Kumar - 07 May 2007 04:23 GMT
On May 6, 9:39 pm, nos...@aol.com wrote:

> >On May 6, 1:35 pm, nos...@aol.com wrote:
>
[quoted text clipped - 20 lines]
> blood circulates faster.  So are you looking for a pill that will make your
> heart beat faster and thereby increase your circulation?  

"Mental responses to stress include adaptive stress (eustress),
anxiety, and depression. Where stress enhances function (physical or
mental) it may be considered good stress. However, if stress persists
and is of excessive degree, it eventually leads to a need for
resolution, which may lead either to anxious (escape) or depressive
(withdrawal) behavior.
http://en.wikipedia.org/wiki/Stress_(medicine) "

I think above quote clears it.

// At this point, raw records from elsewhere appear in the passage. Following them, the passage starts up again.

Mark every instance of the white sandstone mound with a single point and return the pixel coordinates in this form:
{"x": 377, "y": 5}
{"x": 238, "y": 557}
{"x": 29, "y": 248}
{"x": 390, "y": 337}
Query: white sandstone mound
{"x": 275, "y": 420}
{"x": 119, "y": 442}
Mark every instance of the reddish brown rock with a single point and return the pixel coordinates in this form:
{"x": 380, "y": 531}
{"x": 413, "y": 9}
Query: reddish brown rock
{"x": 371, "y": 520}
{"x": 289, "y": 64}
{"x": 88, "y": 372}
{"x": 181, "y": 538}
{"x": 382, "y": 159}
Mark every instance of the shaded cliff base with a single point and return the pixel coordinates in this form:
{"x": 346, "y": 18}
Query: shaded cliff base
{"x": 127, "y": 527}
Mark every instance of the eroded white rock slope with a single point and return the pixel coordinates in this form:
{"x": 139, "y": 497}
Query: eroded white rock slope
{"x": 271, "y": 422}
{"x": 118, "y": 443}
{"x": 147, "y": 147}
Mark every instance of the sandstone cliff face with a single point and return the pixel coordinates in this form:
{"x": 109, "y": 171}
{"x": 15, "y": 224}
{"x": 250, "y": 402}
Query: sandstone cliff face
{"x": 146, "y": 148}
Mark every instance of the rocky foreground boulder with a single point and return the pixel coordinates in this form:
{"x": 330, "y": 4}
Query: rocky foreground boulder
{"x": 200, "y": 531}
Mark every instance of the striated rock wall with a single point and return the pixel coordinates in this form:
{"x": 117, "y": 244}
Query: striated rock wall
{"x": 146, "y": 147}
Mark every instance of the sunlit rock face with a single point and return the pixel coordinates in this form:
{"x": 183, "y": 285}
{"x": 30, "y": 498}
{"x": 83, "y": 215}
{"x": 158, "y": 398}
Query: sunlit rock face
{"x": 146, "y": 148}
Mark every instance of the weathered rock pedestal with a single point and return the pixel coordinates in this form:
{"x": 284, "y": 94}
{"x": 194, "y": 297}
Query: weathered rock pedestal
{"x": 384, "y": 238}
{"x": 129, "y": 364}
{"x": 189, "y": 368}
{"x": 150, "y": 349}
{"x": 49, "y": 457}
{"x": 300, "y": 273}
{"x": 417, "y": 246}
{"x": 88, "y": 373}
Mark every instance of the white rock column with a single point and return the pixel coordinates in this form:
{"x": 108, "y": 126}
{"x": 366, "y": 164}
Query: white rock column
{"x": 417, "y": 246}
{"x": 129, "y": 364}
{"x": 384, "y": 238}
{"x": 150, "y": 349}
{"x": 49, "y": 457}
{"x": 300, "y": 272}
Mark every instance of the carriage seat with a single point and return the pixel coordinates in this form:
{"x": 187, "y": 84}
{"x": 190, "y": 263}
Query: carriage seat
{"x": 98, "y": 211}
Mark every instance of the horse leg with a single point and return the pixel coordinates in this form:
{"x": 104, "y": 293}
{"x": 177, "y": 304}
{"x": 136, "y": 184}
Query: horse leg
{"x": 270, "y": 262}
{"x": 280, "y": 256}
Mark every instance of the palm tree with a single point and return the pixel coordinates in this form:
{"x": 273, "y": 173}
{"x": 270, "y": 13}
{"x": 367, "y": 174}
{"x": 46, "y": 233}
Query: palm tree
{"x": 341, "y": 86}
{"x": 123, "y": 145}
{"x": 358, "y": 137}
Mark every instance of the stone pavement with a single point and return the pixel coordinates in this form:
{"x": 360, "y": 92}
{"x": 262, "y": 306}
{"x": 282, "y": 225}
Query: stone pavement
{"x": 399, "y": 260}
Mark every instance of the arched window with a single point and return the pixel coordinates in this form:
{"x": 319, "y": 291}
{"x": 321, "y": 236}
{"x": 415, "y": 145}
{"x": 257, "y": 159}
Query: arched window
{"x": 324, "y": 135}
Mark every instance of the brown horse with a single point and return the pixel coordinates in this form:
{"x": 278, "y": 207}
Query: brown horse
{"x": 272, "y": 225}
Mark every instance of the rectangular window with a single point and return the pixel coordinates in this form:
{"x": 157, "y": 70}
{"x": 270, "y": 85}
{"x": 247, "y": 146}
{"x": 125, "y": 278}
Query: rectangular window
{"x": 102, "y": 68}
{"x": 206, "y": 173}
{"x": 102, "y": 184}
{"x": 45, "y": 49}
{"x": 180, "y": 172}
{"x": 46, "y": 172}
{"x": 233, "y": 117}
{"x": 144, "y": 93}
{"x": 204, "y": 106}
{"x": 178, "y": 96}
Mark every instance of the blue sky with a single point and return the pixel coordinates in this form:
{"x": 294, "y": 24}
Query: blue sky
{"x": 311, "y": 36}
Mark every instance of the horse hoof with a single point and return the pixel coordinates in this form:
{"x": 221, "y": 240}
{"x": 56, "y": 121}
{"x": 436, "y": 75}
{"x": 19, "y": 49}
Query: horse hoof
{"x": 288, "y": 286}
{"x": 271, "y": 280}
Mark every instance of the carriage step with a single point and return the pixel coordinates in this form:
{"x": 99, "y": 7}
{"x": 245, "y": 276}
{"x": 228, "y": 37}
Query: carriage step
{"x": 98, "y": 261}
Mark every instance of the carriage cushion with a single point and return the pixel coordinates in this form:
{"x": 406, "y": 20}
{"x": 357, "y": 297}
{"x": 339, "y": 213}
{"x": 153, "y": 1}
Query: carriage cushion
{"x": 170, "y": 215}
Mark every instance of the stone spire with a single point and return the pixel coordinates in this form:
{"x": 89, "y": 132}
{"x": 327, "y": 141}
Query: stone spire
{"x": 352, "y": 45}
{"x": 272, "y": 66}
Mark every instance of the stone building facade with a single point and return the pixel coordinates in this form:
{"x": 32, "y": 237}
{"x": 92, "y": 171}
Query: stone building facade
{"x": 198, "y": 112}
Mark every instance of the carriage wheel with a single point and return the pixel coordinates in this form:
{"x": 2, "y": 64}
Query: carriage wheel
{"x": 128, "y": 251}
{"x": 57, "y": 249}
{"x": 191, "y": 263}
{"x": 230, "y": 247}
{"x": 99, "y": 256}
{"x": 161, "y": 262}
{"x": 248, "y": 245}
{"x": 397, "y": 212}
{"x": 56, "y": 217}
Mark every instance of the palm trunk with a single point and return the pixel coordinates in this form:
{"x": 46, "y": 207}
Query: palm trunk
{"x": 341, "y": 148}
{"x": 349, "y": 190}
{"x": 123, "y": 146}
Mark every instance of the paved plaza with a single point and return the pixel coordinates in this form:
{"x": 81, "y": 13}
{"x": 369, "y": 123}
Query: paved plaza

I just remember that it was somewhere
menioned that reasonable excercise/stress causes vasdilation--
increased blood flow whereas exertion may cause vasoconstriction?

> When a person is sick and unable to exercise massage helps the circulation.- Hide quoted text -
>
> - Show quoted text -
Gregory Poon - 06 May 2007 19:12 GMT
> 1.  Whether just increasing blood flow and supply to tissues can also
> has curative/healing effects?

Beware the danger in making blanket statements in biology!  I'd
encourage to look up "reperfusion injury" in any number of medical
textbooks (google it even, I'm sure you'll get a bizillion hits).  The
devil is always in the details.

> 2. Whether most medicines causes increase in blood flow and increased
> supply to tissues by vasodilation and increased vascular
> permeabilities for the purpose of increased delivery of medicines to
> tissues?

Does it make sense to you that, generically, most medicines are thus
vasoactive in some way?
Kumar - 07 May 2007 04:28 GMT
> > 1.  Whether just increasing blood flow and supply to tissues can also
> > has curative/healing effects?
[quoted text clipped - 11 lines]
> Does it make sense to you that, generically, most medicines are thus
> vasoactive in some way?

I want to know impact of most medicines on blood flow and supply to
tissues. Sometimes I feel that, variations in blood flow may be
relating to prime cause to many or most disorders and healings.